NPB Dev Blog

Project 3: Ruby on Rails

2019-09-16T00:00:00.000Z

The task for our third module project in the Flatiron bootcamp is creating an app using Ruby on Rails. Rails is a framework that used the Model View Controller design pattern to assist in building applications using Ruby via various gems, helpers, ActiveRecord, and magic. The requirements for the project include various ActiveRecord associations, data validations, user signup, login, and onmiauth login from a thrid party.

My plan for my project is to create an app which a person can use to log their dining experiences at different restaurants. Essentially my app can be described as a combination of Twitter and Yelp. The inspiration behind this idea is inability to ever remember all of the various places my partner and I have eaten at during our time living here in NYC. My initial strategy for this project is to start simple and small, meet the project requirements as quickly as possible, keep and clean and uniform site design (I decided to use the Bootstrap CSS layout for this project) throughout development, and use any extra time for the in the week adding extra features.

My first steps in building the app are to create the models, build the database, controllers and some initial views. Rails makes this a pretty simple process with its various rails generate commands that take care of the dirty work of creating your models, controllers, migrations and other various parts of your app.

Setting up object associations in Rails is a breeze. hasmany and belongsto relationships are established simply by adding lines like the following to your models:

class User < ApplicationRecord hasmany :visits hasmany :restaurants, through: :visits The hasmany and hasmany through ActiveRecord methods handle the SQL dirty work of assigning foreign keys and associating objects through a join table ( :visits ).

My next steps are to stub out Controllers (along with CRUD Actions) and Views for some of the basic functions of the app. Following that, adding sign up and routine login features. This is something that was much easier the second time around. Plenty of lessons were learned while adding user authorization and authentication to my Sinatra app, so this time around combined with Rails helpers like form_for, I had this part up and running pretty seamlessly. OAuth is a different matter.

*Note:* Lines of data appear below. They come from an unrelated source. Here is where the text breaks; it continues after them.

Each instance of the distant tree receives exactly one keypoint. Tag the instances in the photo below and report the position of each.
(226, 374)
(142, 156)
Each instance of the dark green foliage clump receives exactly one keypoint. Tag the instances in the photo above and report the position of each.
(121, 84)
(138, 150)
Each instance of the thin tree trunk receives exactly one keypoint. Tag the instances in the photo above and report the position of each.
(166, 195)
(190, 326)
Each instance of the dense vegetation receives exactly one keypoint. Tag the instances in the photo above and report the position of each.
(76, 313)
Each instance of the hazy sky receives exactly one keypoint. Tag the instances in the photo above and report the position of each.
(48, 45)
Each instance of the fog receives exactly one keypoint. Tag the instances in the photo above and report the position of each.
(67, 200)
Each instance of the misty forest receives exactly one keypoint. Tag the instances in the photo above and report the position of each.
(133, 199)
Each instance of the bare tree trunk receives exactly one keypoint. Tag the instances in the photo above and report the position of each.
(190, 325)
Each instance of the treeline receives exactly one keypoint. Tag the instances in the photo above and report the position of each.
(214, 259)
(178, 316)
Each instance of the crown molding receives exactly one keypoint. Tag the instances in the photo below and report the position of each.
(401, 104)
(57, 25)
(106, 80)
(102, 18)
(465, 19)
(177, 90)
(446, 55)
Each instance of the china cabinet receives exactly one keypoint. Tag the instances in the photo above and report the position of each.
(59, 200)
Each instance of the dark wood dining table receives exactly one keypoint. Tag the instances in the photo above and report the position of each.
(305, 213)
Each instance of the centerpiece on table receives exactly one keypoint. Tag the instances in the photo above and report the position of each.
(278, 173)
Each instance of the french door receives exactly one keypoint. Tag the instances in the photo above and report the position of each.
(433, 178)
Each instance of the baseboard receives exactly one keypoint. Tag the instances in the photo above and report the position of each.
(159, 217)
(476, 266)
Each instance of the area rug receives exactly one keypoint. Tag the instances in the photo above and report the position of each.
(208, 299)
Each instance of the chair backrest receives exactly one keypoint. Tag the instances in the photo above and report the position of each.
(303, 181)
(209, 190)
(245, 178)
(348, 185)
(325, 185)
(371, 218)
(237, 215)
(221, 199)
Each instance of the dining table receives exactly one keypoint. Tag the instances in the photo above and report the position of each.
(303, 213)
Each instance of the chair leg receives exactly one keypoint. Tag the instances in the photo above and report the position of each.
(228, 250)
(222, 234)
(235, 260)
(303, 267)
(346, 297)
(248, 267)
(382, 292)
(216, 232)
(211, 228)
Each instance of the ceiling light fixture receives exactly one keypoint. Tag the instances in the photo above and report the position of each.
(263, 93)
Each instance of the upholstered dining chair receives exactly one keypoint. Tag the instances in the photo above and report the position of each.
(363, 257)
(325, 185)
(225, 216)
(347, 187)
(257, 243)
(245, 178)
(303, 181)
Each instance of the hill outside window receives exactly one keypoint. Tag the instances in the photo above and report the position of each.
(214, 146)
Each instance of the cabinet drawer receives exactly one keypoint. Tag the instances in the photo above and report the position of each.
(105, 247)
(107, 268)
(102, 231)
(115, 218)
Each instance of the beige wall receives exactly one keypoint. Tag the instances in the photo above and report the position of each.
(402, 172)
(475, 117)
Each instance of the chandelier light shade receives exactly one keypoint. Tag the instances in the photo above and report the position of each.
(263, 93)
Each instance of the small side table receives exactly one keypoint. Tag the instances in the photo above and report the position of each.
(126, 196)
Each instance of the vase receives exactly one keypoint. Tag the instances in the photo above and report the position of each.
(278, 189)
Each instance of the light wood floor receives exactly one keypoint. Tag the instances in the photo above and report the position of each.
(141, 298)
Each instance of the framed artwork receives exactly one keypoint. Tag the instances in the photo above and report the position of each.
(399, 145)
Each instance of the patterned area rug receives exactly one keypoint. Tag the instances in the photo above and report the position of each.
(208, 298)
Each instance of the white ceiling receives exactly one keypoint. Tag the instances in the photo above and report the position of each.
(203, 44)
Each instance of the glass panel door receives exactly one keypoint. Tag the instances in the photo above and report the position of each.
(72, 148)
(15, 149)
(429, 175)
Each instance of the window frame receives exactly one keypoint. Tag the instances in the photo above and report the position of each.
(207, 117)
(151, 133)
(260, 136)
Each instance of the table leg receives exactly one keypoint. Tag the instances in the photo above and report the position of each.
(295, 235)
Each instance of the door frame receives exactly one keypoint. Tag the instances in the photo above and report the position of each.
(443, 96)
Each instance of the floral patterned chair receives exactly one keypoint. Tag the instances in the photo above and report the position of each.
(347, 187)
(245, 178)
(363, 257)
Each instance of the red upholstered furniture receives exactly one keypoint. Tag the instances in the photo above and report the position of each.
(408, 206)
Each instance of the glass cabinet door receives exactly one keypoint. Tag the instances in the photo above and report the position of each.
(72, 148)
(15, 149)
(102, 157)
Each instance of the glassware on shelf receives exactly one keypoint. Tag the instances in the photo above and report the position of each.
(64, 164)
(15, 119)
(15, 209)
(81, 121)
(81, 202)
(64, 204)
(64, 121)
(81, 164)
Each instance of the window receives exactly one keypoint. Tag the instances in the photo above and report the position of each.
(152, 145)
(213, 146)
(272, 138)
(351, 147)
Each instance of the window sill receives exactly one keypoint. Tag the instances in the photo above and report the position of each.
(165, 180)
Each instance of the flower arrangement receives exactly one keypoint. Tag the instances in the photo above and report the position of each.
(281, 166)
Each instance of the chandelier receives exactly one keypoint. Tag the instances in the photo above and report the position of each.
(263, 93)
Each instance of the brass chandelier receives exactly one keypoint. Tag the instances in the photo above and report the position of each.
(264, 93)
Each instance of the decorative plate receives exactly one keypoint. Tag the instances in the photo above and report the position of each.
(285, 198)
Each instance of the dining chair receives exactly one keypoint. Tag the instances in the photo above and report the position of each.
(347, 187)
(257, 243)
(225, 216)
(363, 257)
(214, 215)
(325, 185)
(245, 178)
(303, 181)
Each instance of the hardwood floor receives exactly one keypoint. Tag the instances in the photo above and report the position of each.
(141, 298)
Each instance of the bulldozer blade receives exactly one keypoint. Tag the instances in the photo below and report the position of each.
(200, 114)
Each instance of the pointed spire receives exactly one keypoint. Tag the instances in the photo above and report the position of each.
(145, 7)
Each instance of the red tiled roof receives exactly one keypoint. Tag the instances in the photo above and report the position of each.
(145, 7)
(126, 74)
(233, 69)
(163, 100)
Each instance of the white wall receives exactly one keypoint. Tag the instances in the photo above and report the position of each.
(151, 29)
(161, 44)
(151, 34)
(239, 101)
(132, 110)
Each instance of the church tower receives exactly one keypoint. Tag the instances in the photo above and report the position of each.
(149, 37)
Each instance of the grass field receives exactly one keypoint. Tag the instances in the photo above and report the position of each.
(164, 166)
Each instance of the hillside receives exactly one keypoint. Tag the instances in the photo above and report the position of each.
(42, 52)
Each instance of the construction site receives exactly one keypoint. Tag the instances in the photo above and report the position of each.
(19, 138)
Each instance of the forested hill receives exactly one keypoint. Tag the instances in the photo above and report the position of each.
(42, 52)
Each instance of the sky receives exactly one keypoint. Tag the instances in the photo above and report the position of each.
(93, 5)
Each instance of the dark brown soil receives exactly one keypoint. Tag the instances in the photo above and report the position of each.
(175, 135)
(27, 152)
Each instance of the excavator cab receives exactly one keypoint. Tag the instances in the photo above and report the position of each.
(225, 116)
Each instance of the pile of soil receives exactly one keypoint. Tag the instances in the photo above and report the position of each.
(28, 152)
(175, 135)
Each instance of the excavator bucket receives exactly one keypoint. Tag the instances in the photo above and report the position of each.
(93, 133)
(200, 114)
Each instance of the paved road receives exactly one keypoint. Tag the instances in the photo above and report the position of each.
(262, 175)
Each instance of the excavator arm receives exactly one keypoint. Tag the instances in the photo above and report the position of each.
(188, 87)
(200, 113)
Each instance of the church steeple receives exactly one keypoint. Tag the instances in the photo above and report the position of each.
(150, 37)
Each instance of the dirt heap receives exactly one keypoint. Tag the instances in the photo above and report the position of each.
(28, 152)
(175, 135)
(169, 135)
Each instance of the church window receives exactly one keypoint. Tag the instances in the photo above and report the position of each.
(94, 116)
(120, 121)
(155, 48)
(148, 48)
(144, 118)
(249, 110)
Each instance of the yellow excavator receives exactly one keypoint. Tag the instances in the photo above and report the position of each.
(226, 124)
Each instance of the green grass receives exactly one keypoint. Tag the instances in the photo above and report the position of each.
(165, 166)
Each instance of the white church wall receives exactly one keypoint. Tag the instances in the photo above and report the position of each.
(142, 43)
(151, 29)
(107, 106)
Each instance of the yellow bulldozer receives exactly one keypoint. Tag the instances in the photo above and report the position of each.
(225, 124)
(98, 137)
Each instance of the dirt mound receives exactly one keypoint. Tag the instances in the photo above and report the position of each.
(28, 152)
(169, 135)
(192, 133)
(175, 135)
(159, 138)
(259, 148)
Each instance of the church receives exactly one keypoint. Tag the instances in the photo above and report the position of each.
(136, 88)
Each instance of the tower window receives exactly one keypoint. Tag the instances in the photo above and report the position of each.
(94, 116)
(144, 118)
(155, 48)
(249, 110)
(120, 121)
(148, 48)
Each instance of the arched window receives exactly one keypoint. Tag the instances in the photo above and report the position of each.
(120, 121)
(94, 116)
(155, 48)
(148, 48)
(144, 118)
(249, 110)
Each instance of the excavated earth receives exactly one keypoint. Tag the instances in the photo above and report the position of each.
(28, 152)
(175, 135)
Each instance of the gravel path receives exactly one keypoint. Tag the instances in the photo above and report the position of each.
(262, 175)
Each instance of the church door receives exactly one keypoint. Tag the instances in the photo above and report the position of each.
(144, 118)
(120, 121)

I decided to use Google OAuth, rather than Facebook, because for some reason I though it might be “fun” to try out a service that we hadn’t covered in our study groups.

Well, not really. The dumb part was thinking that the process would be much different depending on the provider and that I wouldn’t really be able to rely on the lessons from my study groups. Well I was wrong. As it turns out the process is almost exactly the same. Something that I’m sure my instructor would have told me if I hadn’t waited until the end of the week to work on this part of the the project, after office hours had ended. That is dumb. Oh well, I got it working regardless and again learned a lot of things in the process. I can’t wait to start to explore what’s possible using tools like Google’s and Yelp’s APIs when I have time to go more in depth. Like my last project, I plan on continuing to develop it after I submit it for review. Hopefully it gets more extra-cirrcular attention than my Sinatra project did. ( I expanded on that one a fair amount after I submitted it, but eventually my regular curriculum took over all of my time again. It seemed kind of distracting going back to Sinatra while learning Rails.)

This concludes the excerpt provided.